Historically this used to be the place for the city's newspapers. It's also home to one of the very first "skyscrapers" (15 Park Row). Of course the presence of City Hall alone lends plenty of historical significance to the neighborhood. What often strikes visitors as strange is the fact that the City Hall building itself faces south – towards the Battery, and not much else. Meanwhile several miles of major New Yorkness sits behind it. What one needs to consider is that when it was built (in the early 19th Century – making it the oldest City Hall in the country) there wasn't much more than farmland north of Canal Street; the majority of the city was contained in what is now known as the Financial District, so that's the way it faced.


Ann St Between Nassau St and Park Row

I must admit, I didn't really know this street was even here. The whole maze that makes up this neighborhood makes it very easy to overlook entire areas. When you're standing on Park Row, this block seems to disappear into the background; and why wouldn't it? You have so many prominent landmarks surrounding you, what use is it to notice Ann Street? 

The block itself was a lot of fun to walk down. Full of incredibly narrow, yet tall buildings that cast uneven shadows on the ground. One third of the way down the street is Theater Alley, which Scouting NY had a great little write-up on recently.

Really, the key to this block is to keep your gaze skyward. Every rooftop and wall seems to have something unique to present. The street-level, by comparison, isn't all that much to look at.
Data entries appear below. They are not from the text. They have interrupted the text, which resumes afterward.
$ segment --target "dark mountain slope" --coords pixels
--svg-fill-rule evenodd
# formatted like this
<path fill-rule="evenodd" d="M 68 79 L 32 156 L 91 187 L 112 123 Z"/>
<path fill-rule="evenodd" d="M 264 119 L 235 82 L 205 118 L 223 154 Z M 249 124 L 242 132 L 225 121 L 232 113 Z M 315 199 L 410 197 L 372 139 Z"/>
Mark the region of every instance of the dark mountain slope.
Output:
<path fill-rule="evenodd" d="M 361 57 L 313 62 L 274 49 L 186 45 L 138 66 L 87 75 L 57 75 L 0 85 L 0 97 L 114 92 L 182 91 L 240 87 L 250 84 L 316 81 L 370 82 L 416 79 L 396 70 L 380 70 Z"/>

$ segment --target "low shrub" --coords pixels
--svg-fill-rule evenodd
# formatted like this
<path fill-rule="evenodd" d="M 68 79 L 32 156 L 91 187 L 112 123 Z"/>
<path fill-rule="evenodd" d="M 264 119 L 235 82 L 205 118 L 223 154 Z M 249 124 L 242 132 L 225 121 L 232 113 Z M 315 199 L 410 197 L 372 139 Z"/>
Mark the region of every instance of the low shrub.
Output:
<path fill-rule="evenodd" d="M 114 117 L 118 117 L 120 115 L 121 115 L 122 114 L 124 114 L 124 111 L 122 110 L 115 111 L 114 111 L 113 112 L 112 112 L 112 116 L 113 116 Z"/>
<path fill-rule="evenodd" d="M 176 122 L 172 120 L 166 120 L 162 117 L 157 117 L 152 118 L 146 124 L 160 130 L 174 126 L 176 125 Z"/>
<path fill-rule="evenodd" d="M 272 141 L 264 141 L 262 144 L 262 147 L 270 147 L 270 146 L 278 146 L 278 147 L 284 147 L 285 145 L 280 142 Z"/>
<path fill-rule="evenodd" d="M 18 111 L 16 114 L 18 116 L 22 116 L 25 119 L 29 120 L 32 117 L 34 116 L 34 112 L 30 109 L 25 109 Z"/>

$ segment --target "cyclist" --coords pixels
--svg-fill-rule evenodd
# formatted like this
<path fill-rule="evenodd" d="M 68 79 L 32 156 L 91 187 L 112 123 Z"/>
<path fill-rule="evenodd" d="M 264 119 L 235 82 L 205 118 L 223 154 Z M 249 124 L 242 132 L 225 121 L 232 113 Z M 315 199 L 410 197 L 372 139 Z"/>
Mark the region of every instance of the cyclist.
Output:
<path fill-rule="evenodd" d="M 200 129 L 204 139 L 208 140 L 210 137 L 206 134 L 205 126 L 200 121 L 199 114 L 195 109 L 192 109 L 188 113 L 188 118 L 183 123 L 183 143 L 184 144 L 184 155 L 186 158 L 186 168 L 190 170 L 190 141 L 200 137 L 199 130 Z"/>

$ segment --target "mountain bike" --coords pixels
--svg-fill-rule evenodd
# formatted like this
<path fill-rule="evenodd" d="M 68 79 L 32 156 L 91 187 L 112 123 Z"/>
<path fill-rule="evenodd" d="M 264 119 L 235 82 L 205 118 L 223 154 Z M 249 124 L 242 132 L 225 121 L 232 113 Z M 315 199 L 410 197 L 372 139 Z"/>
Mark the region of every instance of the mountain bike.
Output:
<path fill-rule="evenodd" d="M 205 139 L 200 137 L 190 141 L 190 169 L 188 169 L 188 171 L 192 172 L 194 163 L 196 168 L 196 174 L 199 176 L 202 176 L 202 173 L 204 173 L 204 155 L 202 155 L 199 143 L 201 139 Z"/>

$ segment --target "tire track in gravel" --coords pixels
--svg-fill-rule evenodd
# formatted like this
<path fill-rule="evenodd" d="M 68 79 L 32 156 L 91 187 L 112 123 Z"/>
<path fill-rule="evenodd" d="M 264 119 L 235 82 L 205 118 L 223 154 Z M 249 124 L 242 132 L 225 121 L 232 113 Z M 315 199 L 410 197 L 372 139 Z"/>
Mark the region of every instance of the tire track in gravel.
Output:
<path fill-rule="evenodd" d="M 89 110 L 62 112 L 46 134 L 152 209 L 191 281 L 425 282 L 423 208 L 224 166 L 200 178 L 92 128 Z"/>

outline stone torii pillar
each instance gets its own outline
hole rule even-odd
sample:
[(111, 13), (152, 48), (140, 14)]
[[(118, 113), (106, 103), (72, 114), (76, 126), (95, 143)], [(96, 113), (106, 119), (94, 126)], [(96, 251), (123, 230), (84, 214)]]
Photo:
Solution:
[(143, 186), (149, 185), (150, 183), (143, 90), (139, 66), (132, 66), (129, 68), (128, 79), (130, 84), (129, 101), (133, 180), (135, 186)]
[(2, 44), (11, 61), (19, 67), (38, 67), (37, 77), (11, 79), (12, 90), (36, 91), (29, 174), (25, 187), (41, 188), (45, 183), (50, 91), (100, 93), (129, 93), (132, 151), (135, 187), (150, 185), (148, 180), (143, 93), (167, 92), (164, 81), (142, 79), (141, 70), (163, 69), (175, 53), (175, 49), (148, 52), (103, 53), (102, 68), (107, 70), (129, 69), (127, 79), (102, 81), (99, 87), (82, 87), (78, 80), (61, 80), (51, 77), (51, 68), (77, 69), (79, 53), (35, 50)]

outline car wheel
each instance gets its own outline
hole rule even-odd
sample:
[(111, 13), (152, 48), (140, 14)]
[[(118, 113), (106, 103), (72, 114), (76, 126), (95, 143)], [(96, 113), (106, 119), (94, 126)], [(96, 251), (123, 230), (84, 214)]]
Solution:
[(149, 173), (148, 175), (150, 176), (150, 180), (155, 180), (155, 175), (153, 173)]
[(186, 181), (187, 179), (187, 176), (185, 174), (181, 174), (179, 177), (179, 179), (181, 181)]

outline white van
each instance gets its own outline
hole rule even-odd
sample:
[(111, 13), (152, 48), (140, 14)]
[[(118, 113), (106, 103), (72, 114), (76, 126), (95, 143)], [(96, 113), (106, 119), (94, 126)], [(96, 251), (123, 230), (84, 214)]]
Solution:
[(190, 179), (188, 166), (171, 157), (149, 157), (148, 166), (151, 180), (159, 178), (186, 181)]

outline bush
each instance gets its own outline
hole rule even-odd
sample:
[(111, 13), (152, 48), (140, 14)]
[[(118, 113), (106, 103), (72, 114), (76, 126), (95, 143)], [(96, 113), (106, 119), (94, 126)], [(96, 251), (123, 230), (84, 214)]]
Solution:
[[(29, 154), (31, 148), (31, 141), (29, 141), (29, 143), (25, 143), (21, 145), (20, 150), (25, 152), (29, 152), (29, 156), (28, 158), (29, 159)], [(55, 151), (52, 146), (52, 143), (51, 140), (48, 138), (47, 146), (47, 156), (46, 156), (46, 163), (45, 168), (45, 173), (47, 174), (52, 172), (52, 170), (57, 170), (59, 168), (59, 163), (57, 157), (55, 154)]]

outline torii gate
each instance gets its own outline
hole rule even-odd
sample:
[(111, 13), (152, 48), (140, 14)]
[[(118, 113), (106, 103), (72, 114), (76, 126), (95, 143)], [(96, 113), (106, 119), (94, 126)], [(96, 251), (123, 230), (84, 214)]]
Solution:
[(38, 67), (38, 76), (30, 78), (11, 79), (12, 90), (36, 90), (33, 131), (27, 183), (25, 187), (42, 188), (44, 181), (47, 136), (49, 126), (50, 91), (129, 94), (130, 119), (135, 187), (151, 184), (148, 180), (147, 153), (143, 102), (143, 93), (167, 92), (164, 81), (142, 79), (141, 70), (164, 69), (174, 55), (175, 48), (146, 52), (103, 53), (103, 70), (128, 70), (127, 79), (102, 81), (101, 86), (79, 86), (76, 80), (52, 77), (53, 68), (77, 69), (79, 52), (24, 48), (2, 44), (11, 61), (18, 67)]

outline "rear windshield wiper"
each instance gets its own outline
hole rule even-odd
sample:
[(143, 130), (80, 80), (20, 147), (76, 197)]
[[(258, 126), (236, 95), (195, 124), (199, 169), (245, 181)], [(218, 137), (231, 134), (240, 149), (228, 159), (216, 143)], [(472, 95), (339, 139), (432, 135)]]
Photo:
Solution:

Murray St Between Broadway and Church St

Steps away from City Hall, the grandeur of the financial district begins to fade into memory. There's a certain amount of staidness which is associated with the area it leaves behind. Though still rather uptight and uncomfortable, this block begins to loosen up a bit and feel more like a neighborhood. A mix-and-match selection of buildings and businesses line the block, which is cast in a permanent shadow.

There's a total lack of trees here, which makes it feel much more like midtown and downtown. The overall gray feeling is augmented by the canyon effect you get along the street. A construction site in the middle of the block looks like it's been in limbo for quite some time – strangely appropriate for the street.


Elk St Between Chambers St and Duane St

Elk is a really short street – so short that half of it is blockaded to traffic along with Duane Street. With hardly a marked crosswalk to help pedestrians access it from City Hall, its only real characteristic is a massive parking lot with an equally massive Emigrant Industrial Savings Bank mural painted high above (they own the building). 

As I mentioned, walking past Reade Street, there's no more vehicular access (for now – it's just barricaded), which is liberating but a tad uninviting. The tall buildings open up a little towards Duane Street when you encounter the African Burial Ground National Monument, which is particularly beautiful amongst all the boring stuff surrounding it. The corner of Elk and Duane is one of those comically over-named ones as Elk St, Duane St, Paul O'Dwyer Way, and African Burial Ground Way signs all share the same post.